The Sara-Placid Drive-in theater opened in 1950, operated by Edward Hoffman and Ernie Stautner. It was owned for a time by bobsledder Gil Jones. It's last season was the summer of 1970.

Adirondack Daily Enterprise, April 25, 1952

Drive-in Re-opens At Dusk Tonight

The Sara-Placid Drive-in Theater will open its third season at dusk tonight. The managers have announced a double feature bill, "Santa Fe" and "Pygmy Island", as the opening offering.

Workmen have been busy the past several weeks cleaning up winter's traces at the theater. All is in readiness for the new season. The Drive-in is located on Route 86, halfway between Saranac Lake and Lake Placid.

Adirondack Daily Enterprise, February 6, 1969 – The following is an editor's note to a story about Ernie Stautner being named to the Pro Football Hall of Fame.

Ernie Stautner is well known in Saranac Lake. For many years the big Bavarian ran the Sara- Placid Drive-In Theater during the Summers, even while he was starring for the Pittsburgh Steelers.

Adirondack Daily Enterprise, July 19, 1974

Anthony Pellegrini has sold Sara-Placid Drive-in Theater on Route 86 at Ray Brook to the State Department of Environmental Conservation. The Wilkins Agency was the realtor.

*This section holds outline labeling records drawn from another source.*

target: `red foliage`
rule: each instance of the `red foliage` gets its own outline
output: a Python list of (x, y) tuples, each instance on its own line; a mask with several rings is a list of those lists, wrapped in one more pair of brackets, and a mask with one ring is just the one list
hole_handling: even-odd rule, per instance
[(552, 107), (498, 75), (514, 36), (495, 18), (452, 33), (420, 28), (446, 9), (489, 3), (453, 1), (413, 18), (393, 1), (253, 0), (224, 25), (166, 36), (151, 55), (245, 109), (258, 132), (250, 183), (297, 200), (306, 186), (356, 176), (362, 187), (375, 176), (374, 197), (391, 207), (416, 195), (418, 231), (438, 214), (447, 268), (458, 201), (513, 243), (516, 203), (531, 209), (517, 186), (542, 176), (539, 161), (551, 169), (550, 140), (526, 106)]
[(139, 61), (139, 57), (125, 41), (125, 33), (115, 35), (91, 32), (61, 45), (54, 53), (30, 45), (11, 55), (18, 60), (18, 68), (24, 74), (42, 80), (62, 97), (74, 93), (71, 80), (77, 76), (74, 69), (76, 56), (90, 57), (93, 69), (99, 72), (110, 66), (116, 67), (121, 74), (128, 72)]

Adirondack Daily Enterprise, September 13, 1974

Petty stresses people needs for drive-in


RAY BROOK — The future of the old Sara-Placid Drive-in theater, now owned by the State of New York, remains a blank slate as members of the Department of Environmental Conservation (DEC), Adirondack Park Agency (APA), and others mull over the problem of how to handle the property for the greatest benefit of the people of the state.

The 25-acre parcel was owned by Anthony Pellegrini of Saranac Lake and Edward Hoffman of Troy before it was sold to the state.

Pellegrini owned 13 acres, while Hoffman owned an adjoining eleven acres. The Pellegrini parcel changed hands July 2 for $84,600; and the Hoffman parcel changed hands August 13 for $66,700.

The property was zoned Retail Commercial by the Town of North Elba, and the owners had made several attempts to sell it to potential shopping center developers before approaching the state.

DEC Region Five Director Bill Petty remarked that he had a number of men at the APA working on the problem of what to do with the property and had also asked the Department of Transportation for advice.

His own ideas about the property include the planting of groups of native species of trees and shrubs interlaced with nature paths in an arboretum type setting, possibly with picnic tables, etc.

Mr. Petty also mentioned the possibility of turning one of the buildings into an information center which would help divert the flow of tourists from overcrowded areas like the High Peaks to accessible but less popular beauty spots in the area.

An old, dismantled fire tower might be re-erected where the theater screen presently stands, Mr. Petty added. A tower at that spot would command extensive views to the south, southwest, and west.

If visitors wanted an even better view and were willing to walk a little, a trail could be cut to the ledges on Hennessy Mountain which rises to the rear of the property.

Mr. Petty said that many would like to see the new state acquisition completely covered with trees to match the surrounding forest. He stressed the point, however, that too often the human aspect is ignored in state plans for forest lands.

"We tend to forget about people," Mr. Petty said, adding that he "would like to see a place where a visitor can stop and learn something about the forest and how we take care of it and how it takes care of itself, or where he can stop and just rest his weary bones."

Mr. Petty commented that he hadn't received any feedback from Albany on his ideas, and that the activity at the drive-in at the present time is merely temporary as the property is being used as a holding area for the equipment and materials needed to renovate Route 86.

Mr. Petty remarked that he would welcome any constructive advice on how to best utilize the drive-in lands.